Of course, “Being realistic, some may listen to it while they’re working out,” he says, smiling. Shotts was alert to this potential downside. “If I get the sense that the podcase makes them happy, but makes learning worse, then we’re not going to do this. So far I don’t feel that.”
Instructional media staff, part of the GSB’s Teaching and Learning Hub, have produced hundreds of videos for faculty over the past decade or so, and more recently have begun to dabble in audio storytelling. Justin Willow, associate director of instructional media and the manager of the podcase project, says it’s important to give students “ways to absorb material without sitting and looking at a screen.”
The initial podcase involved staff from multiple departments and took more than three months to make. Doyle recruited digital content producer Jenny Luna to help with the script and narration; Willow contributed technical expertise; radio writer Andrew Selzer and media producer Pablo Woythaler were instrumental.
Throughout the process, Shotts and Melvin were responsible for ensuring that the podcase hewed closely to the original study. “I want the podcase to be quite similar to the written case because I want people to have a common basis for classroom discussion,” Shotts says. “That’s a constraint because there are some things that you would naturally want to do with an audio format that are different than what you would want to do with the written case.”
“We realized that if we really wanted this to come to life, it had to be more than just Kelsey and me reading the script,” recalls Luna. She and Doyle found audio clips from the public domain and enlisted other staff members to do voiceovers.

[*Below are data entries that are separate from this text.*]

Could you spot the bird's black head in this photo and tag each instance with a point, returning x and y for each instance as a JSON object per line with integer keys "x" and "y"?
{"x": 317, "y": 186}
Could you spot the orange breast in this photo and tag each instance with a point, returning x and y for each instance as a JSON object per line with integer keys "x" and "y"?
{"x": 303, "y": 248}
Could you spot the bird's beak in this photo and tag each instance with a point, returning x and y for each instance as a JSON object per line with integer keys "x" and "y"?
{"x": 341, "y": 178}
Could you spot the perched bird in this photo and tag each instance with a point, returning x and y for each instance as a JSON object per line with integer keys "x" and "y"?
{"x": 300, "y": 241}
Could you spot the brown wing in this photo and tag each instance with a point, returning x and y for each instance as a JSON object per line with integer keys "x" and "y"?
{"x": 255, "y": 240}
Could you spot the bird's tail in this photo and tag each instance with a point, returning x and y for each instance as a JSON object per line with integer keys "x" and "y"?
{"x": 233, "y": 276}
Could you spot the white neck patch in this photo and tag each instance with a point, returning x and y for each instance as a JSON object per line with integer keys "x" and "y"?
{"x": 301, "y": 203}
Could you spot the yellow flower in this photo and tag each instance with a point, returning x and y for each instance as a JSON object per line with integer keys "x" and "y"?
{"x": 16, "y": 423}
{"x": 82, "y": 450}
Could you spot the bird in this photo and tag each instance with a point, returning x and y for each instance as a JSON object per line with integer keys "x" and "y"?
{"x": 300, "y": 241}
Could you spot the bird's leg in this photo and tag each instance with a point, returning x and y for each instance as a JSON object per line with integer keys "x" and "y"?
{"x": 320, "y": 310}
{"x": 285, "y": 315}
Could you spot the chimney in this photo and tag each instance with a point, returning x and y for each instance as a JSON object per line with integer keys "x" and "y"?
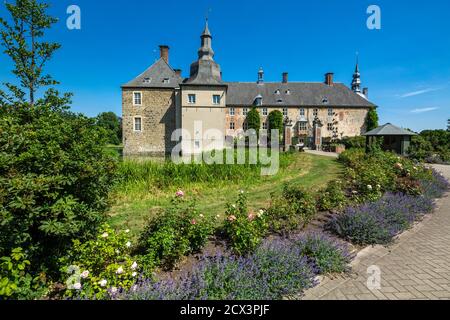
{"x": 366, "y": 92}
{"x": 329, "y": 78}
{"x": 164, "y": 53}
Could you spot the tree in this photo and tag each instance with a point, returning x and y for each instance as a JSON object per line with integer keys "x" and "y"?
{"x": 372, "y": 119}
{"x": 254, "y": 120}
{"x": 276, "y": 121}
{"x": 20, "y": 37}
{"x": 55, "y": 174}
{"x": 112, "y": 124}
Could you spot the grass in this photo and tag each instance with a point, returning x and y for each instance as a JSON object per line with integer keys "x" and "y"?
{"x": 137, "y": 200}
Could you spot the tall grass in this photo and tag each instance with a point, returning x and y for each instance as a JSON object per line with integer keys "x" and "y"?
{"x": 167, "y": 174}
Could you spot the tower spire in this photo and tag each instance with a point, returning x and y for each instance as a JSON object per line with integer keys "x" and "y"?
{"x": 356, "y": 82}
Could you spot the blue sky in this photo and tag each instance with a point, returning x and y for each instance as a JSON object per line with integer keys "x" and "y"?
{"x": 406, "y": 64}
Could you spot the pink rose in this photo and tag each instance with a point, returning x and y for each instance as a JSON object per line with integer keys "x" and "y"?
{"x": 180, "y": 194}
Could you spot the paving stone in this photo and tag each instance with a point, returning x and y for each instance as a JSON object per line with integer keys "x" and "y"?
{"x": 416, "y": 266}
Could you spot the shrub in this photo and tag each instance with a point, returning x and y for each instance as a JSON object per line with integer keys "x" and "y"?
{"x": 379, "y": 222}
{"x": 332, "y": 197}
{"x": 244, "y": 229}
{"x": 293, "y": 210}
{"x": 54, "y": 181}
{"x": 178, "y": 231}
{"x": 326, "y": 254}
{"x": 15, "y": 280}
{"x": 98, "y": 267}
{"x": 274, "y": 271}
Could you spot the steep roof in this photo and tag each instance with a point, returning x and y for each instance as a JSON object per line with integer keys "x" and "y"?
{"x": 154, "y": 77}
{"x": 308, "y": 94}
{"x": 389, "y": 130}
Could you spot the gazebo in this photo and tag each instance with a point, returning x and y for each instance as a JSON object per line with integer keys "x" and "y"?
{"x": 394, "y": 138}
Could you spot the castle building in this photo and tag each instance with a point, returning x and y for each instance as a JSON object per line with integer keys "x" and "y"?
{"x": 208, "y": 109}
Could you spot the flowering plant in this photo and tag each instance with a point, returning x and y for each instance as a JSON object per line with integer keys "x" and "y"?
{"x": 179, "y": 230}
{"x": 243, "y": 228}
{"x": 96, "y": 268}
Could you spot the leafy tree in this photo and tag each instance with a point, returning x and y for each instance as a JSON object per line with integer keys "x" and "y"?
{"x": 276, "y": 121}
{"x": 254, "y": 120}
{"x": 110, "y": 122}
{"x": 20, "y": 38}
{"x": 372, "y": 119}
{"x": 54, "y": 171}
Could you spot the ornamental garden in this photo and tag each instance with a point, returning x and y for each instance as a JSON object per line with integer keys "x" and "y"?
{"x": 79, "y": 222}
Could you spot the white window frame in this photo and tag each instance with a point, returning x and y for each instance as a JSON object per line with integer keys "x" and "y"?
{"x": 316, "y": 112}
{"x": 303, "y": 126}
{"x": 217, "y": 102}
{"x": 134, "y": 124}
{"x": 194, "y": 100}
{"x": 302, "y": 112}
{"x": 134, "y": 98}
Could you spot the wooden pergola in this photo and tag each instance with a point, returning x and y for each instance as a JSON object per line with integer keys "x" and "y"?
{"x": 394, "y": 138}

Willow says identifying and creating auditory enhancements — such as the “sonification” of the overdose data in the form of raindrops — was essential for making the podcast work. “It’s not entertainment, but it must be engaging,” he says. “We want to make the audio as informative as a data visualization can be — both for people who choose to learn by listening, and those who might be visually impaired.”
While production of the opioid podcase was underway, Shotts approached Doyle about doing a second one based on a case that he and Melvin were developing about intellectual property and access to COVID vaccines. Instead of three months, the team produced it in three weeks. “We had learned a lot,” Willow says.
Students gave the first two podcases high marks. Of the 120 who listened, more than half rated them “extremely useful” or “very useful.” Said one: “[The] podcast is really easy to follow and remember. I hope to have more.”
Given the positive reaction, Shotts says podcases could become a standard offering for case studies that fit the format. “Usually when students like something, and are engaged by it, it’s good for learning.”